A principal mudança em relação ao texto anterior é a nova nomenclatura dos produtos. Se a lei for sancionada, as denominações “amargo” e “meio amargo” deixam de existir oficialmente para produtos com pelo menos 35% de sólidos totais de cacau, que passarão a ser chamados apenas de “chocolate”.
Além disso, esses itens não poderão conter mais de 5% de gordura vegetal em sua composição.
Novas categorias e regras técnicas
O projeto altera o padrão atual da Anvisa, que hoje exige um mínimo de 25% de sólidos de cacau para qualquer tipo de chocolate (exceto o branco, que requer 20% de manteiga de cacau). Confira como ficam as categorias propostas:
- Chocolate: Mínimo de 35% de sólidos totais de cacau.
- Chocolate ao Leite: Mantém o mínimo de 25% de sólidos de cacau, mas exige ao menos 14% de sólidos de leite.
- Chocolate Doce: Categoria criada pelo projeto, exigindo 25% de sólidos totais de cacau, sendo pelo menos 18% de manteiga de cacau.

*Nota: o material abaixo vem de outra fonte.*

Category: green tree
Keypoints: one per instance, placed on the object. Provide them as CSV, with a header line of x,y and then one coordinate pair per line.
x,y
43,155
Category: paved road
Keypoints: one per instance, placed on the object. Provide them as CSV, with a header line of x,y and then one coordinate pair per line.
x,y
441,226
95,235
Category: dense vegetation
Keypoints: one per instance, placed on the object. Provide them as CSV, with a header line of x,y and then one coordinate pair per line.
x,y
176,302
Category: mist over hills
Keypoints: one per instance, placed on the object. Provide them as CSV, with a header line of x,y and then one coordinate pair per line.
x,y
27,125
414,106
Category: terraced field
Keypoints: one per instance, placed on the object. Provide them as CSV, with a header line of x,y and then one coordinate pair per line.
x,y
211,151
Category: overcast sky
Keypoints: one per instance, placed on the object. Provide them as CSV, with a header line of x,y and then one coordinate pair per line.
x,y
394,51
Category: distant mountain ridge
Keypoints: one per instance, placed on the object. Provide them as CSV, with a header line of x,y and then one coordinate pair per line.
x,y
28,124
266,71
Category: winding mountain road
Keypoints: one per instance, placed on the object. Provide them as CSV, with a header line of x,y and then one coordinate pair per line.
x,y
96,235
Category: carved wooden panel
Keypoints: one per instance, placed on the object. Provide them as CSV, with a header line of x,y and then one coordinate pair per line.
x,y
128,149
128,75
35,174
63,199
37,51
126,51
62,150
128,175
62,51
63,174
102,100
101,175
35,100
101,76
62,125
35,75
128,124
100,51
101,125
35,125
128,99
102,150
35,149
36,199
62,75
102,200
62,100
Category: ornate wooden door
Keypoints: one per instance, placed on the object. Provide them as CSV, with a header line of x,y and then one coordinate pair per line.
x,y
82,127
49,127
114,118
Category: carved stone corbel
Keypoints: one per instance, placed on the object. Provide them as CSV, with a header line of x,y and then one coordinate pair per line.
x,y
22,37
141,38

Um ponto técnico central no relatório do deputado Daniel Almeida (PCdoB-BA) é a proibição de contabilizar cascas, películas e resíduos como sólidos de cacau.
Segundo a Associação Nacional dos Produtores de Cacau (ANPC), a medida funciona como uma “blindagem técnica” para garantir a qualidade da receita oferecida ao consumidor.
Resistência da indústria
O setor industrial manifestou forte oposição às mudanças. Em nota técnica conjunta, a Abia (alimentos), a Abicab (chocolates e balas) e a Aipc (processadoras de cacau) criticaram a falta de alinhamento com a regulação vigente da Anvisa.
As entidades também questionam a obrigatoriedade da informação do percentual no rótulo, alegando que as empresas acabaram de passar por um processo custoso de adaptação de embalagens devido às mudanças na tabela nutricional determinadas em 2020.